Mashud menunjukkan ecoenzym produksinya yang dikemas dalam botol plastik untuk dibagikan secara gratis kepada anggota komunitas Manggala Tanpa Sekat (MTS) binaannya untuk kebutuhan kesehatan. Foto: Wahyu Chandra/Mongabay Indonesia.

 

Mashud bersama istrinya Hamidah, melalui komunitasnya, MTS, kini sedang berupaya memberdayakan ibu-ibu rumah tangga yang sebagian besar adalah pensiunan, yang berada di sekitar lingkungannya untuk bisa produk ecoenzym ini secara mandiri.

“Untuk memberdayakan ibu-ibu minimal disiapkan ada tempat penampungan. Mereka bisa membuat ecoenzym dari sisa kulit pisang dan sisa sayuran minimal 3 kg lah, bisa diperoleh dari rumah sendiri atau kumpul dari tetangga, untuk mendapatkan segalon ecoenzym. Tak sulit pembuatannya, hanya butuh ketekunan dan kesabaran.”

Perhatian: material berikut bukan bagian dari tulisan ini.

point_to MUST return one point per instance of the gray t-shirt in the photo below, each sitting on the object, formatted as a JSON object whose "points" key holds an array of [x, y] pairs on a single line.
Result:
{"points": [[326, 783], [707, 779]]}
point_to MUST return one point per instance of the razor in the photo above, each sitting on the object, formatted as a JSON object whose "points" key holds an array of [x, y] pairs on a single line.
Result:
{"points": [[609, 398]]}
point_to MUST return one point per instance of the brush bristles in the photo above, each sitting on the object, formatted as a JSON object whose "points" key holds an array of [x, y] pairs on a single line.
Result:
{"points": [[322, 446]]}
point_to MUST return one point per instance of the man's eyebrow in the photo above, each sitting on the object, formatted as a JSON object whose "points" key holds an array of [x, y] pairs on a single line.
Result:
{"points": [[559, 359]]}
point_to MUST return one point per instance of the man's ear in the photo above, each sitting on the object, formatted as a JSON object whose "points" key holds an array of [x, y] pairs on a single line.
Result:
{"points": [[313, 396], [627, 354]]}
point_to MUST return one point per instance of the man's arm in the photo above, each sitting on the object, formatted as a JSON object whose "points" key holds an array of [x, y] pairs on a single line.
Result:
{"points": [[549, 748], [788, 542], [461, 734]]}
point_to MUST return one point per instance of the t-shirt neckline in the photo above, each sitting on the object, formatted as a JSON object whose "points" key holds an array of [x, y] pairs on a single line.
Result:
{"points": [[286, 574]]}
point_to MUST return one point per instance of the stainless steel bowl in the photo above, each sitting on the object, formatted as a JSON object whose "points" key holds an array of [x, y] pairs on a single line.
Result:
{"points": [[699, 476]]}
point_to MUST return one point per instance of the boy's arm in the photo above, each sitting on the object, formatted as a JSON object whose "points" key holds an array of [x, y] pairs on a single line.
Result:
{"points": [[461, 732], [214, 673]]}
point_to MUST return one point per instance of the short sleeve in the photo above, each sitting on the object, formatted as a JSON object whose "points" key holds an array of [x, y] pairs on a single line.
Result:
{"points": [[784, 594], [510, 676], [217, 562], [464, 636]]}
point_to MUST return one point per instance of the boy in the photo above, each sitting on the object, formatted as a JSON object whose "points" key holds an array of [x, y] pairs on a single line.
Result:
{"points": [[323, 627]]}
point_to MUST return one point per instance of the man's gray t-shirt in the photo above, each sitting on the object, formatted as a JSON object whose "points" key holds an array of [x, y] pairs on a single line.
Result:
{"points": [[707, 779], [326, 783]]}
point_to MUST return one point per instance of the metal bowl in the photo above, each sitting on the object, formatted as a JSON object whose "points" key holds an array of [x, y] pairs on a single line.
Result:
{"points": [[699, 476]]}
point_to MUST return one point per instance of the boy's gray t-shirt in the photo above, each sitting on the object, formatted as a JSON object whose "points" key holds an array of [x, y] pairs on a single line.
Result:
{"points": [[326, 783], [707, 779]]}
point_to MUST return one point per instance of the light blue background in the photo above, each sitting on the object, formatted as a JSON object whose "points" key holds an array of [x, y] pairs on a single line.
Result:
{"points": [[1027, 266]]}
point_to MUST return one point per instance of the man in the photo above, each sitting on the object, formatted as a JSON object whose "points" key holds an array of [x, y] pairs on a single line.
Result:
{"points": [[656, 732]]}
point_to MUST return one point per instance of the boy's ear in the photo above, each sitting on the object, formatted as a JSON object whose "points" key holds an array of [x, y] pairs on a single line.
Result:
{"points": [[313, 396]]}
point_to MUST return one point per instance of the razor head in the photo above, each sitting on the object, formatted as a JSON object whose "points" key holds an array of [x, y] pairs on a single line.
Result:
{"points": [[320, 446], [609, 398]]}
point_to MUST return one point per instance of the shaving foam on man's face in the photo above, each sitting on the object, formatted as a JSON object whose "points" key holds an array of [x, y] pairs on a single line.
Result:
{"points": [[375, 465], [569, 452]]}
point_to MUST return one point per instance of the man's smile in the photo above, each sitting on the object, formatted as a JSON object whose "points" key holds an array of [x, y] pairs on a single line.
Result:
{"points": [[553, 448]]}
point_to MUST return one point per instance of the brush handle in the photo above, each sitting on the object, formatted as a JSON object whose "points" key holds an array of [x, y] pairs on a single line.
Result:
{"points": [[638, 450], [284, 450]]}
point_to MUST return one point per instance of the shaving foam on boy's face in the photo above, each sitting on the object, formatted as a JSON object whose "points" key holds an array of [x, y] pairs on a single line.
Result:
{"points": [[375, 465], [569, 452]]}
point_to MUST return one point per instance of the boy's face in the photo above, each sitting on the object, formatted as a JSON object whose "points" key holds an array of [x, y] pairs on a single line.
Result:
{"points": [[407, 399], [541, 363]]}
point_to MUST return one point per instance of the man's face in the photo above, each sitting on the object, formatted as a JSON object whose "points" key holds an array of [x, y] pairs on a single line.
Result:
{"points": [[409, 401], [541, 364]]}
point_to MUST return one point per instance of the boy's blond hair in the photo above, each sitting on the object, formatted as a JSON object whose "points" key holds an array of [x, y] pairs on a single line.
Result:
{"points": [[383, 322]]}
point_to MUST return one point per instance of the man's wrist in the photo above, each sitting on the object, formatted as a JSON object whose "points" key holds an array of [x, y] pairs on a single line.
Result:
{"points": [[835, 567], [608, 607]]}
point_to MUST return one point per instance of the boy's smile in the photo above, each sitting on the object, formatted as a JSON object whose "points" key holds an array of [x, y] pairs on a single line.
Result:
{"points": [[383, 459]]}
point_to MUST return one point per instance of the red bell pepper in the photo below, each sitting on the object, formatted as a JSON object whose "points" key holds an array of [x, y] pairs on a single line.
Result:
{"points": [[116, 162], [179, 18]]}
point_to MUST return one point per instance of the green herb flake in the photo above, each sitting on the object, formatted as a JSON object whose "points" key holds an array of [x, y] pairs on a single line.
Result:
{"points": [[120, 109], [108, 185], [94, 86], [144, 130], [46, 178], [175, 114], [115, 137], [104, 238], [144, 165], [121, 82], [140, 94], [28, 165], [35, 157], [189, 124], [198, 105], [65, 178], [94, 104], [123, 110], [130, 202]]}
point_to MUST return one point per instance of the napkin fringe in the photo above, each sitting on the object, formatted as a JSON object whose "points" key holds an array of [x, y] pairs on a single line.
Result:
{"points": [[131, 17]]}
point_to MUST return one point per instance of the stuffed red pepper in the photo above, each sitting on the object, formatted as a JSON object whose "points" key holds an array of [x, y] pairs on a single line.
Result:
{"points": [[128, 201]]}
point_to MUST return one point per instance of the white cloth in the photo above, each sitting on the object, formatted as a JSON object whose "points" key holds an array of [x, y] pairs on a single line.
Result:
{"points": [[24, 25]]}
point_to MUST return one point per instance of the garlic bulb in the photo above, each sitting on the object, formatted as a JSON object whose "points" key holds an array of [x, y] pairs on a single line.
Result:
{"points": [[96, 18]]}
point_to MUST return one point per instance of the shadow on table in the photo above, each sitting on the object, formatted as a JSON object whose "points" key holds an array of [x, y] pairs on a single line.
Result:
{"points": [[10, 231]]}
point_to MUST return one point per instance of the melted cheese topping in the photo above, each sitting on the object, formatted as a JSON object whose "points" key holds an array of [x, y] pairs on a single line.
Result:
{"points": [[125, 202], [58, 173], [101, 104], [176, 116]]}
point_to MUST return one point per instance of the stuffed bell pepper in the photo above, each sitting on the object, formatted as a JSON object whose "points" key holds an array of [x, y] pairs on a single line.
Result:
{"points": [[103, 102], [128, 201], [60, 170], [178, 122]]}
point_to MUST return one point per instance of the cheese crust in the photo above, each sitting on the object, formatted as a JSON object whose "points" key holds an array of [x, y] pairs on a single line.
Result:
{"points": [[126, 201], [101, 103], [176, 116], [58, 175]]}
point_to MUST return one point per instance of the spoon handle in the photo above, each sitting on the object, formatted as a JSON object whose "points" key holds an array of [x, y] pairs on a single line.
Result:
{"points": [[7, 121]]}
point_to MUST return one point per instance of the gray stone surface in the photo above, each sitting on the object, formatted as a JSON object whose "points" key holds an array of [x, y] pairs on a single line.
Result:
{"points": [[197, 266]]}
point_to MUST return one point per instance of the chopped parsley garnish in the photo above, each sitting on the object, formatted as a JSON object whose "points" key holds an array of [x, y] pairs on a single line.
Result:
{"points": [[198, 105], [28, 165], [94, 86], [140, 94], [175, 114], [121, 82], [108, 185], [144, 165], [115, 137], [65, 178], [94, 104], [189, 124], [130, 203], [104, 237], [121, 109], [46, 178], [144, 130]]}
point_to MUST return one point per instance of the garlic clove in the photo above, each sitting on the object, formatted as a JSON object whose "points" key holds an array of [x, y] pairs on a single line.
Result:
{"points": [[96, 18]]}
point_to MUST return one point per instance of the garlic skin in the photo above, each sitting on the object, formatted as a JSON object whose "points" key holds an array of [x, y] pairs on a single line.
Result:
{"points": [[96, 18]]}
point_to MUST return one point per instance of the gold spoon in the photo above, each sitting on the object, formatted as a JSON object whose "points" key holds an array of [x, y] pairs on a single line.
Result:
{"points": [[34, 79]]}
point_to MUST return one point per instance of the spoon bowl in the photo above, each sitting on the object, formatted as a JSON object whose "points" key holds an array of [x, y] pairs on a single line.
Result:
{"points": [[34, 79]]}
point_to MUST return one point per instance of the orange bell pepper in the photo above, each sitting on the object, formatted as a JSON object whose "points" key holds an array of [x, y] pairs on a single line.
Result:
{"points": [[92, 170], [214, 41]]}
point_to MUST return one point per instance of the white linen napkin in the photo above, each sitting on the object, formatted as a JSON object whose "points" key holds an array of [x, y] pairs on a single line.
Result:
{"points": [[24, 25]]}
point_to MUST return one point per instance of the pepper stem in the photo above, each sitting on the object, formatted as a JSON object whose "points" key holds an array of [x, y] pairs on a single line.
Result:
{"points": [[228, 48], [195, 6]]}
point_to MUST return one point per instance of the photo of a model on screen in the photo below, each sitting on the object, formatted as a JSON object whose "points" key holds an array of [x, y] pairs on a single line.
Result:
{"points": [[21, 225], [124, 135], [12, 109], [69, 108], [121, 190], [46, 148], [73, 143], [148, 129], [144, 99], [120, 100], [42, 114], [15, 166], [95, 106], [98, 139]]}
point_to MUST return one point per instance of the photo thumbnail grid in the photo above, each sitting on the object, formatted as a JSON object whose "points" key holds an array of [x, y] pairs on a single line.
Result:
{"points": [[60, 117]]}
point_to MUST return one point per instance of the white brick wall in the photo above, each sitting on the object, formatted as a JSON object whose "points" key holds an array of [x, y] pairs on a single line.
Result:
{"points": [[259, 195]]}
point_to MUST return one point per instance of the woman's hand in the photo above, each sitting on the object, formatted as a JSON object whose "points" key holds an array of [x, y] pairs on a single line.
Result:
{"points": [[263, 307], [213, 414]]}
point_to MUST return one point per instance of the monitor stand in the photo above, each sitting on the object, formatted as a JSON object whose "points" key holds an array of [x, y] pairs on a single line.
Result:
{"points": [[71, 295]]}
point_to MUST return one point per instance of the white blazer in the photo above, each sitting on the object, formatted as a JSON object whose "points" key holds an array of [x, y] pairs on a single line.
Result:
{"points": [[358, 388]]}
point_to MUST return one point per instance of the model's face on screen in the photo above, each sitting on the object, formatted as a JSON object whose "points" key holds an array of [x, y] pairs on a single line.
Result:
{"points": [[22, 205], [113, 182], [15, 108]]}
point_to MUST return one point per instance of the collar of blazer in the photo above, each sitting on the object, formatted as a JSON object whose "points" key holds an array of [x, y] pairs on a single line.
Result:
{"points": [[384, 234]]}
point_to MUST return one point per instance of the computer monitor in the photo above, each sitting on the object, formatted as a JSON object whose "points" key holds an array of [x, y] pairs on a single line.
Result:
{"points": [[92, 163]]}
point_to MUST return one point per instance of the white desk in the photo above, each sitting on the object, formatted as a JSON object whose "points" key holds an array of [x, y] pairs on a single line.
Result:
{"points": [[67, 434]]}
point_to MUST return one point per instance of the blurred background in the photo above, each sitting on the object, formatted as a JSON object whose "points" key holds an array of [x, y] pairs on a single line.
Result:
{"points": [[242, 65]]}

Menurutnya, jika gerakan ini berhasil di skala rumah tangga maka sampah yang dibuang ke TPA akan berkurang menekan gas metan yang bisa mengakibatkan ledakan atau kebakaran seperti yang terjadi beberapa tahun lalu.

TPA Tamangapa kini berada dalam over capacity. Dalam sehari seratusan truk membawa sekitar 1000 ton sampah, dan hanya 20 ton yang bisa dikelola oleh pemulung ataupun bank sampah. Tidak hanya sampah organik dan non-organik seperti plastik, tetapi juga sampah elektronika yang berbahaya bagi keselamatan pemulung.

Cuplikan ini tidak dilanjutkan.